Validierte IT-Systeme und Datenvisualisierung erleichtern Arbeitsalltag

Daten, die handschriftlich erfasst werden oder auch manuell aus verschiedenen Systemen sowie Tabellen zusammengetragen werden müssen, stellen bezüglich der beschriebenen Anforderungen eine große Herausforderung dar. Dabei ist es nebensächlich, ob Daten ad hoc für Überprüfungen und Audits benötigt werden, oder ob bei der Entwicklung eines Medikaments nicht zuverlässig nachvollzogen werden kann, wer eine bestimmte Tabelle zuletzt bearbeitet hat, wann dies geschehen ist und wo die aktuellsten Informationen zu finden sind.

Eine von Mitarbeitern geschätzte Unterstützung im Arbeitsalltag bieten GxP-konforme Softwarelösungen, die individuell für bestimmte Herausforderungen entwickelt werden und beispielsweise Daten aus verschiedenen Quellen zusammenführen.
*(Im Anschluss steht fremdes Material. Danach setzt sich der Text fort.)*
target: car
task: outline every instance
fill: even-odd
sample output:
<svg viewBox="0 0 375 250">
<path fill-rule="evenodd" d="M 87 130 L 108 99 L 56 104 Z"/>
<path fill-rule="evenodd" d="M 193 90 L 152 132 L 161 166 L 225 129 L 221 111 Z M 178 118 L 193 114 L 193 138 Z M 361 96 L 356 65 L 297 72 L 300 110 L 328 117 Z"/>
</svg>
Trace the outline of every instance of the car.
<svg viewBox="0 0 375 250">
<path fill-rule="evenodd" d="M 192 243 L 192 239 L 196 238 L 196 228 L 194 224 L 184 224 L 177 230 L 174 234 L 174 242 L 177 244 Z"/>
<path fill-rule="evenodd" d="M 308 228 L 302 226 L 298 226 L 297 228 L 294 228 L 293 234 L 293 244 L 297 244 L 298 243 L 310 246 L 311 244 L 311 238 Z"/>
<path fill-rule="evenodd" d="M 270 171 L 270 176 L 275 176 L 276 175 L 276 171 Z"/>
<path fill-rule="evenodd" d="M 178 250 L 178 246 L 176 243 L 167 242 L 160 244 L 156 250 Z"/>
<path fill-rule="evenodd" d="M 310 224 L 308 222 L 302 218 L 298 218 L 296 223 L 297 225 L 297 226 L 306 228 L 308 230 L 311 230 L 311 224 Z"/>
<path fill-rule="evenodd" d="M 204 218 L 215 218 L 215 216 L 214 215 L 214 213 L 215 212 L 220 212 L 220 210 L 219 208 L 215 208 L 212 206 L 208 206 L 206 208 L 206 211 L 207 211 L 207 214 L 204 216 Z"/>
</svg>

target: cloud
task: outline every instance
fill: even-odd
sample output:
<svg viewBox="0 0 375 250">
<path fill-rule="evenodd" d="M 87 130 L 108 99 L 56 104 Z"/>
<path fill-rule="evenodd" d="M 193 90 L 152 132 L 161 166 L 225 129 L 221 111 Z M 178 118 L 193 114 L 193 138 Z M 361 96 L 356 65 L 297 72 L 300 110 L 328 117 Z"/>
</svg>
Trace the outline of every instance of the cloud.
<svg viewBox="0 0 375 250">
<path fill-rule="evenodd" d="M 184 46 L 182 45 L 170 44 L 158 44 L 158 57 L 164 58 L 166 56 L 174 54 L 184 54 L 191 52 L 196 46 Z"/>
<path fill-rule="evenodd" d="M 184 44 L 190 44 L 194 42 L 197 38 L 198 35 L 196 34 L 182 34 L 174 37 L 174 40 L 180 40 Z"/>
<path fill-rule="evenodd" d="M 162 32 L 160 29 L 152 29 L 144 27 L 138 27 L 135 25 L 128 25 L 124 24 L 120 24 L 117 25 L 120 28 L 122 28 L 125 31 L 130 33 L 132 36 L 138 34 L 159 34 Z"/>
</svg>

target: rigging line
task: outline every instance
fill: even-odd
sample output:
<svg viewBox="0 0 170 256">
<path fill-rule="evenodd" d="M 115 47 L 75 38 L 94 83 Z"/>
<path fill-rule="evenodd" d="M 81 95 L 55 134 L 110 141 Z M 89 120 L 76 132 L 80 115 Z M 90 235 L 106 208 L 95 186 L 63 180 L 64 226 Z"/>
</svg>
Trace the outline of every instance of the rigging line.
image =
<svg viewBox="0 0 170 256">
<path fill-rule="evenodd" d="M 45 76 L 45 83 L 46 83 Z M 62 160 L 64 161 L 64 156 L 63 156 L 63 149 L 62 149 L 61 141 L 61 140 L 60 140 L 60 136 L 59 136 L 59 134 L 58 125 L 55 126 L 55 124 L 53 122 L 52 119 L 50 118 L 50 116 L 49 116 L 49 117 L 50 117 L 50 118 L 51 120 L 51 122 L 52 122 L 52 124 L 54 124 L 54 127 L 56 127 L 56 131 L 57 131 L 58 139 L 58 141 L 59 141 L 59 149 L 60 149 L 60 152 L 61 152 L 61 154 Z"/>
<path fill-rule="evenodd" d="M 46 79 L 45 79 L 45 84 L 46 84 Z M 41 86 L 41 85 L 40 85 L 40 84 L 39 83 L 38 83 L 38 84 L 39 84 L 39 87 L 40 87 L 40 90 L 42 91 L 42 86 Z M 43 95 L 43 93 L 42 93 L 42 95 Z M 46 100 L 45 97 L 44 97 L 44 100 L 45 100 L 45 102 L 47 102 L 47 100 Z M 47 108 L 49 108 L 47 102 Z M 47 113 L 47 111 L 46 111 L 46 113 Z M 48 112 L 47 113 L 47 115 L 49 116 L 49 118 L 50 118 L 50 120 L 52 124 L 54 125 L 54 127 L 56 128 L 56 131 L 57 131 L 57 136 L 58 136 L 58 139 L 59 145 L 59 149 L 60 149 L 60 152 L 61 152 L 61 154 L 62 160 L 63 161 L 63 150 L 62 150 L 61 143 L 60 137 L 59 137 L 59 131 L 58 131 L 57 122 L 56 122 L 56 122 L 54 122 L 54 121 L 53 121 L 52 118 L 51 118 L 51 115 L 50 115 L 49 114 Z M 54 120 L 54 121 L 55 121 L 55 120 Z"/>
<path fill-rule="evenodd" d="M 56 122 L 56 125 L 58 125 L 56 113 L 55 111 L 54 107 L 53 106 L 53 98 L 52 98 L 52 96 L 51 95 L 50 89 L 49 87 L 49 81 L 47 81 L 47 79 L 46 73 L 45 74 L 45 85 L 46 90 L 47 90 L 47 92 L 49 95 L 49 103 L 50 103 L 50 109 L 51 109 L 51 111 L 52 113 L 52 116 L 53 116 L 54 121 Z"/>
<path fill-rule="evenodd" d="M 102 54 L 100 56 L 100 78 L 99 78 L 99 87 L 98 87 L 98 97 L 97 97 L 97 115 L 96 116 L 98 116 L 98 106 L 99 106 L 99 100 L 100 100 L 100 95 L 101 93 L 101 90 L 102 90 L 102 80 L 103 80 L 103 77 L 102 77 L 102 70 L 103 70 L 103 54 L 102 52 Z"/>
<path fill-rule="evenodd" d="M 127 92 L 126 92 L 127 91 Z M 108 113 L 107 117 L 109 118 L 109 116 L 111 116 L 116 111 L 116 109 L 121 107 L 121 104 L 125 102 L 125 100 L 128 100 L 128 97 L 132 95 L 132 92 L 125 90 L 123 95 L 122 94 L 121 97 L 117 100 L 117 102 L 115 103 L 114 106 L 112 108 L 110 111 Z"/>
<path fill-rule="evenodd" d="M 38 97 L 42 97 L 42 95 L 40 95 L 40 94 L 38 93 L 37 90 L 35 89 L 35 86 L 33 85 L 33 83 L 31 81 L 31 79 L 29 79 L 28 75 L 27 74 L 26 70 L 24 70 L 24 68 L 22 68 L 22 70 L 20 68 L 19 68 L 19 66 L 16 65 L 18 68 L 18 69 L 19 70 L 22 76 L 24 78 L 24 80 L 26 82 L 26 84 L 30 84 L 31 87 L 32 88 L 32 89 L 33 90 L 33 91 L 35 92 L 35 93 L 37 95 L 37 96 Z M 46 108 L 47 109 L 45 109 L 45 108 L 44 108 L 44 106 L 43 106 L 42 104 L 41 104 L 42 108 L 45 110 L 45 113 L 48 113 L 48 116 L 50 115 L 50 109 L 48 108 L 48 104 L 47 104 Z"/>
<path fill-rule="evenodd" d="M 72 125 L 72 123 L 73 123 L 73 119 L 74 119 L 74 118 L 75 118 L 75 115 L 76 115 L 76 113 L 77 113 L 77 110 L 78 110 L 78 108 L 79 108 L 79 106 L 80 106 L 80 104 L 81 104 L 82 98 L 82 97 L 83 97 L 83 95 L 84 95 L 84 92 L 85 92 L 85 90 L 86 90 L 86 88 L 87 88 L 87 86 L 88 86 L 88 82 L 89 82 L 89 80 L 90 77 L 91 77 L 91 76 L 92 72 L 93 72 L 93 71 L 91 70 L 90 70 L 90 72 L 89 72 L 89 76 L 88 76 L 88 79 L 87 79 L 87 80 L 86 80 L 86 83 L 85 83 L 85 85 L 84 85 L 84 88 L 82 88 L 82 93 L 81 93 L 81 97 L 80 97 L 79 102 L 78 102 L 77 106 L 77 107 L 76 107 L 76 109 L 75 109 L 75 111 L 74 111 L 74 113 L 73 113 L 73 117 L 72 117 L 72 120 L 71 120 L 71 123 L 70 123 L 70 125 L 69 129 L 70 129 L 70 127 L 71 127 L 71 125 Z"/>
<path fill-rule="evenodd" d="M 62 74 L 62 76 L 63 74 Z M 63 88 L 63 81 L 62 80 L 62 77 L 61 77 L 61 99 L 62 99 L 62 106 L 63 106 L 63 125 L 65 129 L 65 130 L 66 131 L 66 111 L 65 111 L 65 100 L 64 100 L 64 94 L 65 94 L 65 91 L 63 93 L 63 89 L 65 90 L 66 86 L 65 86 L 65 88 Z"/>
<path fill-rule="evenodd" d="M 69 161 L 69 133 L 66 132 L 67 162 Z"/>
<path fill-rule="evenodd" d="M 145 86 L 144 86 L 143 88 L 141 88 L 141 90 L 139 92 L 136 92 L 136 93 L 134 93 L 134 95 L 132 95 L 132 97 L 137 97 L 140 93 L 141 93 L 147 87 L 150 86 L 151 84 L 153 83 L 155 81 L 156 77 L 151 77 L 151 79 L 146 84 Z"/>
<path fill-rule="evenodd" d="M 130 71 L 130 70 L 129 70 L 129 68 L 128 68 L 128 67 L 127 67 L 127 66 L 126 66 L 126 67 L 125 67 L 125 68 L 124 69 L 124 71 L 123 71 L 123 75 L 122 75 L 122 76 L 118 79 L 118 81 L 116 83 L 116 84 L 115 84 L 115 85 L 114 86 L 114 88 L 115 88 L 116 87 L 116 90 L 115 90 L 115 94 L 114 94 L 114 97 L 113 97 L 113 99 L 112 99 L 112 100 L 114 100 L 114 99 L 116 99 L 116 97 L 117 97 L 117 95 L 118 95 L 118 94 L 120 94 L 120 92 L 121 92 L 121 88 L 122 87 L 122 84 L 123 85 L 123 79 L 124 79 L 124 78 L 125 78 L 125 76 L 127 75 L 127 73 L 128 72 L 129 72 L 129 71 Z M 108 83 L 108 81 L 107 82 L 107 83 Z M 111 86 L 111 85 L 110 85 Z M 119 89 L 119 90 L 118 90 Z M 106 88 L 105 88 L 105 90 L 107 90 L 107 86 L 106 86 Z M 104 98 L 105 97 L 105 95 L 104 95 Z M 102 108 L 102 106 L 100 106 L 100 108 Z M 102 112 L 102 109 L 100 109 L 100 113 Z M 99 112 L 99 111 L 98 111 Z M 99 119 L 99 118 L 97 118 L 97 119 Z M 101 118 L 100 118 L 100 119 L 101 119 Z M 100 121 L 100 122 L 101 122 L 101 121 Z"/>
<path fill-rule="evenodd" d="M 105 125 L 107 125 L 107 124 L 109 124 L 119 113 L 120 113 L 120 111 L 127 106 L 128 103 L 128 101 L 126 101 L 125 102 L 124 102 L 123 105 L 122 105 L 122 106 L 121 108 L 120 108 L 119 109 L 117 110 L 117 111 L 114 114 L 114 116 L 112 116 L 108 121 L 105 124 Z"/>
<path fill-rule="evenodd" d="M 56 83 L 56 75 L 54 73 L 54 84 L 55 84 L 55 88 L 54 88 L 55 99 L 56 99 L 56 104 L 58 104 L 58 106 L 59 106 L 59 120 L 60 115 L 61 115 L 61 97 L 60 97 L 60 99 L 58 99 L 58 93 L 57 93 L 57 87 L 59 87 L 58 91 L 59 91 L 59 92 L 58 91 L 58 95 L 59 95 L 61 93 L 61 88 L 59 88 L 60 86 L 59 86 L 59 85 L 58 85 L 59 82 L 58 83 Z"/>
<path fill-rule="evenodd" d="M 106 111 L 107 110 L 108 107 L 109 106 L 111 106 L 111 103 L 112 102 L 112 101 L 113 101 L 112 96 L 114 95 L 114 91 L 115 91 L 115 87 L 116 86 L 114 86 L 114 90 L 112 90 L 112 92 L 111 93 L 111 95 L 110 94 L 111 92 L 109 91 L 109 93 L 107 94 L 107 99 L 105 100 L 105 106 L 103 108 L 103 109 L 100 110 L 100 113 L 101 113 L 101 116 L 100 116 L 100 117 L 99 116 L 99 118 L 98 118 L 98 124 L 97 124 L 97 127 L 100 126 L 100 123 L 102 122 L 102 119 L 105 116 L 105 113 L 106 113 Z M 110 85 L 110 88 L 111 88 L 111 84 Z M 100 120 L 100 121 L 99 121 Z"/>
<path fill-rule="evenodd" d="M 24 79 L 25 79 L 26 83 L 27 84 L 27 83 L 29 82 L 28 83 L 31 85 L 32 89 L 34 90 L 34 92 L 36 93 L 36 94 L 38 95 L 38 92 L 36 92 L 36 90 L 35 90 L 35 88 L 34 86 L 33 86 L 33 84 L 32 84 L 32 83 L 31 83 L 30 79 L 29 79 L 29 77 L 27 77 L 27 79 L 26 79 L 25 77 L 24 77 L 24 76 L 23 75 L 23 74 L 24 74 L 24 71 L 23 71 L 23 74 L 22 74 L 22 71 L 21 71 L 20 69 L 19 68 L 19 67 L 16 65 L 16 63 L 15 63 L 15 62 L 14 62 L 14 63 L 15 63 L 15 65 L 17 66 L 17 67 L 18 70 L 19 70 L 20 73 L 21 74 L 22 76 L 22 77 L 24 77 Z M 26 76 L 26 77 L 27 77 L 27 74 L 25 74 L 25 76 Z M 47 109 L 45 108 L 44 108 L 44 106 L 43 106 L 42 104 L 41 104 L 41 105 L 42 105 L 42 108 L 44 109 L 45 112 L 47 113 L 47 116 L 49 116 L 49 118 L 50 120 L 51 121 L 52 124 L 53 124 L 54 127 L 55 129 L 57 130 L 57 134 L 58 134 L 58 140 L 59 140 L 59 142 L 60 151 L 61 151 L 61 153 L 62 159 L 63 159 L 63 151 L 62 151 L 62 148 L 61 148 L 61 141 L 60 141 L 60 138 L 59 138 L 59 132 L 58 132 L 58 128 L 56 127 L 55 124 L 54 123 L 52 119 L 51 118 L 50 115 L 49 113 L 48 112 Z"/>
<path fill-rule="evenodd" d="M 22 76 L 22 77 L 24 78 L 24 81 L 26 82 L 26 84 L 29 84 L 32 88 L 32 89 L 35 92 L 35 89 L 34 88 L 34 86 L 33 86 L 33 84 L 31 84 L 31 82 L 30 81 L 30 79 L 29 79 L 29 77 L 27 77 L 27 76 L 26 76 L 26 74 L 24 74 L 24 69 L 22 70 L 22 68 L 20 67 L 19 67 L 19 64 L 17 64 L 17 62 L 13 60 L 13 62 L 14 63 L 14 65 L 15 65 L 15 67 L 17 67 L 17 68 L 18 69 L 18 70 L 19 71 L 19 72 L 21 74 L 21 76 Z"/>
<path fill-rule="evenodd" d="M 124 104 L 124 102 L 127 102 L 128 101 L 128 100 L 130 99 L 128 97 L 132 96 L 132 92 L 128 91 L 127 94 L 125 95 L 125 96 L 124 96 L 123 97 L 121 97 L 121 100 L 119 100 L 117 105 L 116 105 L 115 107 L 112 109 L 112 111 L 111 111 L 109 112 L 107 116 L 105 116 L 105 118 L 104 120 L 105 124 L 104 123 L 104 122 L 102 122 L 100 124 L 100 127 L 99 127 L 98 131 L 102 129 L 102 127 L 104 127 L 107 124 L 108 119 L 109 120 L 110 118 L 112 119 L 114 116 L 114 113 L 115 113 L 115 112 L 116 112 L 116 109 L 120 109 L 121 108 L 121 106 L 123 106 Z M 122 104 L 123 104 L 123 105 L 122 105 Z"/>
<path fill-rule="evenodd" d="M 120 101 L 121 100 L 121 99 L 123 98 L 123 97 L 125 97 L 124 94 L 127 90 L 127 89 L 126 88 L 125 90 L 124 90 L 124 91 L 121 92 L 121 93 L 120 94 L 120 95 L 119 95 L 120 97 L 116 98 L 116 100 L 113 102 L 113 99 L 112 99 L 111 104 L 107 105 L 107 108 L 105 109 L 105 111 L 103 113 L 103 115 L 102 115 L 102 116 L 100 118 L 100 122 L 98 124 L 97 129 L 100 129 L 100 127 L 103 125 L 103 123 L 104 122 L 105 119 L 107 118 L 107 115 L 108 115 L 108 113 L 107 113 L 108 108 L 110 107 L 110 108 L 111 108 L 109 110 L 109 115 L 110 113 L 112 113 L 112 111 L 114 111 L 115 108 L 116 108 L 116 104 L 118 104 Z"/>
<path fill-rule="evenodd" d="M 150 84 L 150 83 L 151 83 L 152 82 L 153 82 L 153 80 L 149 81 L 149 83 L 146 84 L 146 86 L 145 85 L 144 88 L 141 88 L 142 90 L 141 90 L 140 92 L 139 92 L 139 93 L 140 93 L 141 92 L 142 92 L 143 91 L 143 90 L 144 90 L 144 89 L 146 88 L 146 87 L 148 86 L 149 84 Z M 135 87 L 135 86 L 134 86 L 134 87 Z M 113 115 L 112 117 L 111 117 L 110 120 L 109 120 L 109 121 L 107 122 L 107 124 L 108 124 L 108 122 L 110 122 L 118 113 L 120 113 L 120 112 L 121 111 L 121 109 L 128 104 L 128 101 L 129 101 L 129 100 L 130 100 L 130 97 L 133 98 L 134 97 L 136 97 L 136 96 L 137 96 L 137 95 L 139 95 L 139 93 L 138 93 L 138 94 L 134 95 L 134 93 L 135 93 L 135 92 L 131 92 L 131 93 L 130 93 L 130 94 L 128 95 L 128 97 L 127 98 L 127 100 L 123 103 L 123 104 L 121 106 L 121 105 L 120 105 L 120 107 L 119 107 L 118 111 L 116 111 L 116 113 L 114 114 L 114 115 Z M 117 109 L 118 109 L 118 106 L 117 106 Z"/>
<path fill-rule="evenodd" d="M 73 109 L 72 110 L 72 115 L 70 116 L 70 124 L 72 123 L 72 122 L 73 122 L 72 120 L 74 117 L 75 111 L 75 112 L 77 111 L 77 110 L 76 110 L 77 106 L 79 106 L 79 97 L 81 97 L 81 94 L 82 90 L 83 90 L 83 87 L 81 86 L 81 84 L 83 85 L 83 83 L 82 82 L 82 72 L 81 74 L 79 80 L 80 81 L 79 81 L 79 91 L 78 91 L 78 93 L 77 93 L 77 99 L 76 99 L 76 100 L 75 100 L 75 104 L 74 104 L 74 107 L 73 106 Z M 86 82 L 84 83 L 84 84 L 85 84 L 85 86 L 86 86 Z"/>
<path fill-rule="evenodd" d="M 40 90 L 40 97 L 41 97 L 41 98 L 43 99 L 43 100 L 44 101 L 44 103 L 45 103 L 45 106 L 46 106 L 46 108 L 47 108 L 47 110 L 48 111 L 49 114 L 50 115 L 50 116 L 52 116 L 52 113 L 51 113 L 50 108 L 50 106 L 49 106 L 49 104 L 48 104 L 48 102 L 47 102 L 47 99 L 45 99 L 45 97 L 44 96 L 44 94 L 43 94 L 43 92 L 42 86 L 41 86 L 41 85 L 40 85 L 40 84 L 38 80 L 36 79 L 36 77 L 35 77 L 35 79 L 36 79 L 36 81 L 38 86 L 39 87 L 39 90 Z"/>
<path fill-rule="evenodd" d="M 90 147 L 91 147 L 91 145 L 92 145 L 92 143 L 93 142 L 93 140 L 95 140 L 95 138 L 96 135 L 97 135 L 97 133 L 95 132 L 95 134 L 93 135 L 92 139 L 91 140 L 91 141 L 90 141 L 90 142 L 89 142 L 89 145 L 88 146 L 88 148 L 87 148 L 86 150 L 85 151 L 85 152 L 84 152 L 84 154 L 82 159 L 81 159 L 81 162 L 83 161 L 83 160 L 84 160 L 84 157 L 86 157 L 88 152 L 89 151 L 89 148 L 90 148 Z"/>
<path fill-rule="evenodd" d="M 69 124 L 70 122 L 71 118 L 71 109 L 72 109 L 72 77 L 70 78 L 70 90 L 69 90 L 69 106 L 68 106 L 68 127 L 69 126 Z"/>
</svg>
Damit diese Lösungen ihren Zweck erfüllen, müssen sämtliche Datenflüsse automatisiert und jede Veränderung an den Daten detailliert dokumentiert werden. Best-Practices sind Systeme mit individuellen User-Logins, die genau aufzeichnen, wer, wann und zu welchem Zweck auf die Daten zugegriffen hat. Hilfreich ist darüber hinaus oftmals eine Einteilung in verschiedene Nutzergruppen mit unterschiedlichen Zugriffsrechten.

Damit Daten nicht nur GxP-konform sind, sondern zu einem echten Wettbewerbsvorteil werden, müssen sie neben den beschriebenen ALCOA-Kriterien allerdings noch ein weiteres Kriterium erfüllen: Sie müssen in übersichtlichen Dashboards visualisiert werden. Denn nur so werden komplizierte Zusammenhänge auf einen Blick erfassbar und aus abstrakten Zahlen geschäftskritische Informationen, die als Grundlage für evidenzbasierte Entscheidungen dienen.